Facilitating the spread of knowledge and innovation in professional software development

Contribute

### Topics

InfoQ Homepage Articles How to Avoid Cascading Failures in Distributed Systems

# How to Avoid Cascading Failures in Distributed Systems

Leia em Português

### Key Takeaways

• Cascading failures are failures that involve some kind of feedback mechanism. In distributed software systems they generally involve a feedback loop where some event causes either a reduction in capacity, an increase in latency, or a spike of errors; then the response of the other components of the system makes the original problem worse.
• It’s often very difficult to scale out of a cascading failure by adding more capacity to your service: new healthy instances get hit with  excess load instantly and become saturated, so you can’t get to a point where you have enough serving capacity to handle the load.
• Sometimes, the only fix is to take your entire service down in order to recover, and then reintroduce load.
• The potential for cascading failures is inherent in many, if not most, distributed systems. If you haven’t seen one in your system yet, it doesn’t mean you’re immune; you may just be operating comfortably within your system’s limits. There’s no guarantee that will be true tomorrow, or next week.

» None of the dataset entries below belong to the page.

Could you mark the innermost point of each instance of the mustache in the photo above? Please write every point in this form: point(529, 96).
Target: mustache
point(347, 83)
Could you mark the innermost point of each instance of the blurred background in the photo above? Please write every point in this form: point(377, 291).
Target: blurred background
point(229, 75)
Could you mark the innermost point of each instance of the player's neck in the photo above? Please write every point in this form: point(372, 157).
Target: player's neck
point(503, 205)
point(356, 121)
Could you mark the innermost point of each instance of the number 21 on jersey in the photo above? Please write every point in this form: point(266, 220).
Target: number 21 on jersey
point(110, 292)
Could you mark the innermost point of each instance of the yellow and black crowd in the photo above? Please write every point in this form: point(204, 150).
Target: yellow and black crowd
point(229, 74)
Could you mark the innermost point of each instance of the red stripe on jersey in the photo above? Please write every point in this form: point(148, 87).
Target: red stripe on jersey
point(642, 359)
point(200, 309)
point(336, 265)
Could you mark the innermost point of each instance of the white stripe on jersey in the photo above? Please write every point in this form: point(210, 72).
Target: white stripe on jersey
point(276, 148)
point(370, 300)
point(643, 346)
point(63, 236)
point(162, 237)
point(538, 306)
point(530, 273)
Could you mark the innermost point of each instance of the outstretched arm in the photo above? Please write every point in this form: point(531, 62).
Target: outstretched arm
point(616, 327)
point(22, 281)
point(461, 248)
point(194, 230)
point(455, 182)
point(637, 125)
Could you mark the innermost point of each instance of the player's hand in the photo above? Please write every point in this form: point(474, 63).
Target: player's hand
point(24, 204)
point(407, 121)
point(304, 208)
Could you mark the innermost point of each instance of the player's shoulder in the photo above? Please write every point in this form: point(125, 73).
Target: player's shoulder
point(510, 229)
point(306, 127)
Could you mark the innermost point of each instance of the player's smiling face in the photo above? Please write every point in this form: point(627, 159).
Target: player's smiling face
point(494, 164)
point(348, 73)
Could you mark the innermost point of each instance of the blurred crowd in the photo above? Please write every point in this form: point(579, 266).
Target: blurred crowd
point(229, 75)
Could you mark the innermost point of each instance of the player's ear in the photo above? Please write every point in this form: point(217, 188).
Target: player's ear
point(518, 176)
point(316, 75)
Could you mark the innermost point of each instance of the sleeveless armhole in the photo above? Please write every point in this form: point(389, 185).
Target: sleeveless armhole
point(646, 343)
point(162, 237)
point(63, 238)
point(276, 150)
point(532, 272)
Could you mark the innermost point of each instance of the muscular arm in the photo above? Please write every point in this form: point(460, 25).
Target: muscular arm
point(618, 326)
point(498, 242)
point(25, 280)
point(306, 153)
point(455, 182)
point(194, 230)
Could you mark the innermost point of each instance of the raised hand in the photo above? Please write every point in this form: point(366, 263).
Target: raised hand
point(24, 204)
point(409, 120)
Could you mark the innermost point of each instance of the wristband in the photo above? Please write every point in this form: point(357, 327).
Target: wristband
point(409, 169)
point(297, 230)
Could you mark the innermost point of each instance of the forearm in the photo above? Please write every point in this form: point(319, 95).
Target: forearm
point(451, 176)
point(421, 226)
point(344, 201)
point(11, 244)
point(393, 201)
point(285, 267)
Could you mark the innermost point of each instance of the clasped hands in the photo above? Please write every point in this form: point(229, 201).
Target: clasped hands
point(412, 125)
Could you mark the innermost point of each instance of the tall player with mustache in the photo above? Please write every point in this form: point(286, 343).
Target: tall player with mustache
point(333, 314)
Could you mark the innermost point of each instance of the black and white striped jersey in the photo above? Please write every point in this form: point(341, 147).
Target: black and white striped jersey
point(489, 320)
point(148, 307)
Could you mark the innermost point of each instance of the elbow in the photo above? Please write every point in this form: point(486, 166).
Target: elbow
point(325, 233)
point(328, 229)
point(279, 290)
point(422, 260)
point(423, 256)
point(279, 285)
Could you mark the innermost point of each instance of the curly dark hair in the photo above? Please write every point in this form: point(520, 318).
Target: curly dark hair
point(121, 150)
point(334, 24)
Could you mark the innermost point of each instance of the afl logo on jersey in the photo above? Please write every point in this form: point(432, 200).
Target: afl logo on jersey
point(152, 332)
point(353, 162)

## What is a Cascading Failure?

In this article I’ll discuss public accounts of real production incidents. I have the greatest respect for all engineering organisations concerned. Everyone who runs distributed software systems experiences outages, but not all organisations are open and honest enough to write clear public accounts of their production incidents. Those who do deserve only appreciation and esteem (and sometimes, our sympathies!).

Cascading failures are failures that involve some kind of feedback mechanism—in  other words, vicious cycles in action.

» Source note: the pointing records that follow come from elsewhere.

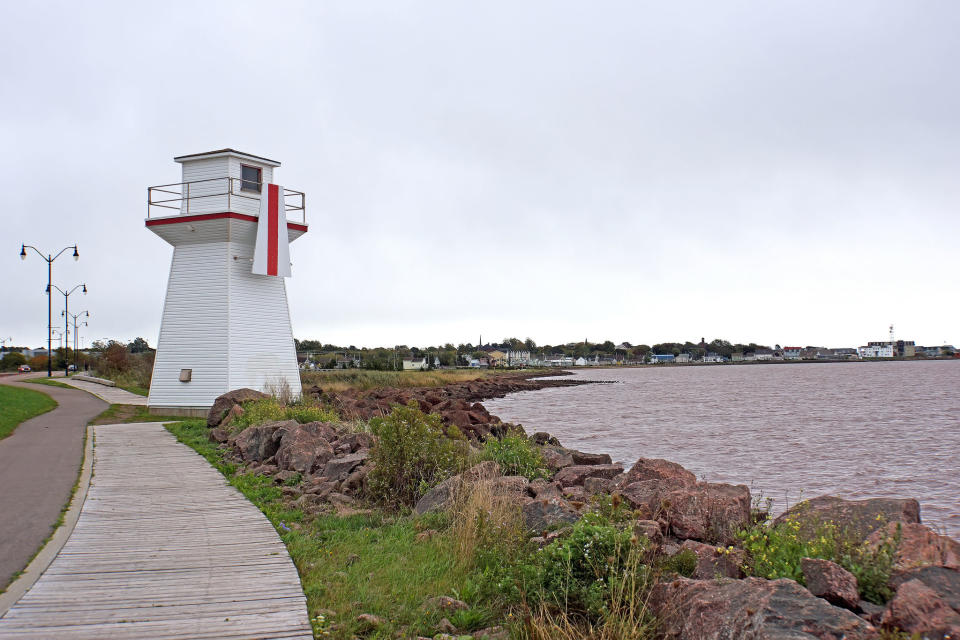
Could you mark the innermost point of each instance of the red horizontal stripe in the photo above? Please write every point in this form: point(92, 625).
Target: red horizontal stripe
point(215, 216)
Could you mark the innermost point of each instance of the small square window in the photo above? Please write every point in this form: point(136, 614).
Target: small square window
point(250, 178)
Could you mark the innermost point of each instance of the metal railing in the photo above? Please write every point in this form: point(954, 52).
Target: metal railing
point(234, 191)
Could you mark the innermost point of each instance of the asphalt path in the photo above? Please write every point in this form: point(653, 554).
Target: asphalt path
point(39, 464)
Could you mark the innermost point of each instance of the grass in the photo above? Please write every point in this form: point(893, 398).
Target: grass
point(343, 379)
point(361, 563)
point(18, 405)
point(120, 413)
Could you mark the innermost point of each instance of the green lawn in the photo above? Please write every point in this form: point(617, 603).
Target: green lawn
point(18, 405)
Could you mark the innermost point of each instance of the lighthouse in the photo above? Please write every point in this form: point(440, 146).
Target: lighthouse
point(226, 321)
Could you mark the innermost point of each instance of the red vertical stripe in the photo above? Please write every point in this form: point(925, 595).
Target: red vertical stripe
point(273, 204)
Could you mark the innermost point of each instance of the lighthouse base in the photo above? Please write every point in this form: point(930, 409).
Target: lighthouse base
point(223, 328)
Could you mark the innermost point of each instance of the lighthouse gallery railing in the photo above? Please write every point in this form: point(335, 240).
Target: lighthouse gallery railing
point(178, 196)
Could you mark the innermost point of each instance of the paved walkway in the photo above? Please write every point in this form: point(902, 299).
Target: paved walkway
point(113, 395)
point(39, 464)
point(164, 548)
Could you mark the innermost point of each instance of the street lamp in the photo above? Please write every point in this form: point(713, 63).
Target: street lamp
point(49, 259)
point(66, 325)
point(75, 332)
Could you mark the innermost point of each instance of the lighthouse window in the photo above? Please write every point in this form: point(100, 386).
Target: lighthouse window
point(249, 178)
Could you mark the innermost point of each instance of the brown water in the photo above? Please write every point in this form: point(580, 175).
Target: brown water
point(854, 430)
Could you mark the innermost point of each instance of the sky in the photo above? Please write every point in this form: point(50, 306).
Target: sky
point(777, 172)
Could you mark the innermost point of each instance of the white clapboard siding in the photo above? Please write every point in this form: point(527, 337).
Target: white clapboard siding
point(262, 352)
point(193, 331)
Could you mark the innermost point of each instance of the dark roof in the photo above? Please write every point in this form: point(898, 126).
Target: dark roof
point(227, 150)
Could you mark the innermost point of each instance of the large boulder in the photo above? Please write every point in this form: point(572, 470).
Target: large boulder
point(306, 447)
point(707, 511)
point(256, 444)
point(575, 475)
point(658, 469)
point(918, 546)
point(916, 608)
point(751, 608)
point(831, 582)
point(540, 515)
point(224, 403)
point(855, 518)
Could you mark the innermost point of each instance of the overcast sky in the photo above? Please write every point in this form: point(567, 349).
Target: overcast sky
point(782, 172)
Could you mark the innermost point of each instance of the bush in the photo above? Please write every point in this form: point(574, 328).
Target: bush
point(412, 454)
point(776, 552)
point(516, 456)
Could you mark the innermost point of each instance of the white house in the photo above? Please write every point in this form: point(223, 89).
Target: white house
point(223, 326)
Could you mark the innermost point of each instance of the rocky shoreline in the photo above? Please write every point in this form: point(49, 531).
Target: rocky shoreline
point(671, 508)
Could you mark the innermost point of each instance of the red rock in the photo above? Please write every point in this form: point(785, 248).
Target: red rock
point(710, 512)
point(657, 469)
point(831, 582)
point(575, 475)
point(919, 546)
point(715, 562)
point(859, 518)
point(750, 608)
point(916, 608)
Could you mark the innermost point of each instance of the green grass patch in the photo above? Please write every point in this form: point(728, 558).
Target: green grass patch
point(369, 562)
point(18, 405)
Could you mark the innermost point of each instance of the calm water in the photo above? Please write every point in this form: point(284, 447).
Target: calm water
point(854, 430)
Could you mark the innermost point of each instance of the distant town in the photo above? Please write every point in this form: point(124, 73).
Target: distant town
point(515, 353)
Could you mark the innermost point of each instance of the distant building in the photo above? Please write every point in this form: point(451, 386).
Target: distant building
point(792, 353)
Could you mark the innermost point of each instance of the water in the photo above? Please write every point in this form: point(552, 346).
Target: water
point(854, 430)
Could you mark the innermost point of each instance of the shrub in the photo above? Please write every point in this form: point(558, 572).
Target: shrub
point(776, 552)
point(516, 456)
point(411, 455)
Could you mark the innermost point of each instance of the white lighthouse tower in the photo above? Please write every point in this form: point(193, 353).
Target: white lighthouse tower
point(226, 323)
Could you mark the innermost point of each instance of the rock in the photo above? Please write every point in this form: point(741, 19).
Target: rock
point(858, 518)
point(649, 529)
point(919, 546)
point(556, 458)
point(831, 582)
point(234, 414)
point(445, 603)
point(579, 457)
point(750, 608)
point(306, 447)
point(255, 444)
point(706, 511)
point(916, 608)
point(437, 498)
point(594, 486)
point(223, 404)
point(715, 562)
point(575, 475)
point(658, 469)
point(340, 468)
point(542, 438)
point(944, 582)
point(539, 515)
point(541, 488)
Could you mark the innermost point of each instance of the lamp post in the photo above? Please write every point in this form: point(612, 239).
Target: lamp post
point(49, 258)
point(66, 322)
point(75, 333)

The outage that took down Amazon DynamoDB in US-East-1 on September 20, 2015 for over four hours is a classic example of a cascading failure. There were two subsystems involved: storage servers and a metadata service. Storage servers request their data partition assignments from the metadata service, which is replicated across data centers. At the time the incident occurred, the average time to retrieve partition assignments had risen significantly, because of the introduction of a new index type (Global Secondary Indexes or GSIs), but the capacity of the metadata service hadn’t been increased,  nor had the configured deadlines for the data-partition assignment request operation. Any request that didn’t succeed within that deadline was considered to have failed, and the client would retry.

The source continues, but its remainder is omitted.